Intim ist dieses Massenspektakel, das erstmals in Europa gezeigt wird, nun wirklich nicht, dafür umso konzentrierter. Der Komponist Kazuyuki Matsumura sitzt wie ein Dirigent im Orchestergraben am Mischpult und produziert pulsierende Technorhythmen. Dazu rappen 35 Darsteller, Sänger und Tänzer mit militärischer Disziplin. Nichts wirkt improvisiert, jede Bewegung, jeder Ton sitzt. Die weiß geschminkten, regungslosen Gesichter unter Baseballkappen sehen sich alle ähnlich – sogar das Geschlecht ist kaum zu erkennen.

Körperformen verschwimmen in einer Art Schuluniform aus weiter schwarzer Hose und weißem Hemd zu androgynen Wesen, die an Cyborgs erinnern. Alle marschieren mit denselben eckigen, harten Bewegungen auf und ab und hin und her, nur die Frauen kreischen in hohen und die Männer in tiefen Stimmlagen. Ein spektakulärer Auftakt mit martialischen Bewegungen und Klängen, der durch seine kraftvolle Ästhetik fasziniert. Aber irgendwann stellt sich doch unausweichlich die Frage: Wird hier eigentlich etwas erzählt, jenseits des rein Dekorativen und Plakativen?

Schnell ein Blick ins Programmheft: Von einem „leidenschaftlichen Epos von Vergangenheit und Zukunft der großen Städte“ ist da die Rede. In der ersten Szene, so heißt es weiter, würden Straßenkids Schattenboxen trainieren. Ach so. In der zweiten Szene treffe dann ein fliehender Junge auf einen anderen Jungen mit bandagierten Augen. Wie bitte? Tatsächlich, da sehen zwei anders aus als alle anderen. Ein Junge rast unmotiviert und mit ängstlich aufgerissenen Augen durch die Schwarz-Weiß-Kulisse. Doch der andere ist eindeutig ein Mädchen – klar identifizierbar an den Rundungen und der kreischhohen Stimme. Das Programmheft wird wieder zugeklappt.

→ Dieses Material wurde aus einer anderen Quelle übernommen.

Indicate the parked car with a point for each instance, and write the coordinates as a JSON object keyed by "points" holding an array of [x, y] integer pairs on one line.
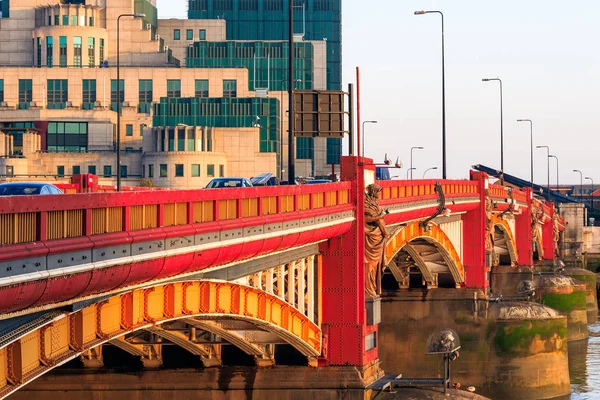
{"points": [[27, 188], [228, 182]]}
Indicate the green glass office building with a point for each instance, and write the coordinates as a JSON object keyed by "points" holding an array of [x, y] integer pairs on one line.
{"points": [[269, 20]]}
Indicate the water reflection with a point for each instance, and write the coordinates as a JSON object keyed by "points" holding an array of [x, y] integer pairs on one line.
{"points": [[584, 366]]}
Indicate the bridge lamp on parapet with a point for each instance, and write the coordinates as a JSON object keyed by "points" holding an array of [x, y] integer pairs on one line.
{"points": [[119, 105], [501, 129], [423, 12], [592, 195], [428, 169], [580, 184], [365, 136], [548, 161], [411, 150]]}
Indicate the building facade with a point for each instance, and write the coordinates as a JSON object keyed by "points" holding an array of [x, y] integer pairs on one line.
{"points": [[181, 83]]}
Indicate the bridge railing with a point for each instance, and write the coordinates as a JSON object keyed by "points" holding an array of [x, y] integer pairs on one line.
{"points": [[39, 218], [500, 192], [411, 190]]}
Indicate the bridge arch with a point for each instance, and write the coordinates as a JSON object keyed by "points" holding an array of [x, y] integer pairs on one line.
{"points": [[203, 304], [504, 238], [414, 233]]}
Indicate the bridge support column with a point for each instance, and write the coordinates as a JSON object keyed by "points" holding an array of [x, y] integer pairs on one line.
{"points": [[475, 263], [348, 340], [524, 233], [548, 234]]}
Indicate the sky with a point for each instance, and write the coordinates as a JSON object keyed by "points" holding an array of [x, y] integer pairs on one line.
{"points": [[545, 52]]}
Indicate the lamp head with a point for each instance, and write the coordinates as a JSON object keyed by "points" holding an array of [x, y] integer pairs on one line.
{"points": [[386, 160], [398, 163]]}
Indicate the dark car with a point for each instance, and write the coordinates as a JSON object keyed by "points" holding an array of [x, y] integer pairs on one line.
{"points": [[27, 188], [228, 182]]}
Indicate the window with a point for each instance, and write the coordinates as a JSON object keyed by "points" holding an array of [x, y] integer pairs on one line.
{"points": [[58, 93], [62, 55], [181, 139], [173, 88], [91, 52], [25, 94], [77, 51], [89, 94], [39, 47], [49, 50], [116, 96], [201, 88], [145, 92], [101, 51], [67, 136], [229, 88], [191, 140]]}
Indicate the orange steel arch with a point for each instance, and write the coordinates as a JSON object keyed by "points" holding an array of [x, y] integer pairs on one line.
{"points": [[434, 235], [511, 244], [67, 336]]}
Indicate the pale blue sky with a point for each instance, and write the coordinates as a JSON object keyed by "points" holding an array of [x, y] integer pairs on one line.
{"points": [[545, 52]]}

Auch gut, wir sind ja aufgeklärte Bürger, haben schon mal was von dem spannungsvollen Verhältnis zwischen Individuum und Gesellschaft im Allgemeinen und in Japan im Besonderen gehört. Dort zählt das Kollektiv angeblich mehr als der Einzelne, dort gibt es Drill und Disziplin statt Freiheit und Individualität. Was die Bilder bestätigen: Die zwei Außenseiter haben es wirklich nicht einfach. Der sehende Junge wird verfolgt und entdeckt und ersticht in Notwehr seine Häscher. Rotes Wasser fließt dekorativ aus dem Hahn. Dem blinden Mädchen, das sich trotz ihrer Behinderung selbstbewusst bewegt, öffnet er die Augen. Daraufhin stolpert sie nur noch mit entsetzt aufgerissenen Augen herum. Zum Schluss hallen ihre verzweifelten Schreie allein auf der verlassenen Bühne.

Die Masse gibt Sicherheit, der Einzelne ist nichts ohne sie. Oder genau umgekehrt? Ratlos verlässt man dieses Spektakel. Ist das No-Theater? Vielleicht soll es hier nichts zu fragen und zu antworten geben, vielleicht hat man hier ganz einfach ein Konzert mit aufwändiger Bühnenshow gesehen.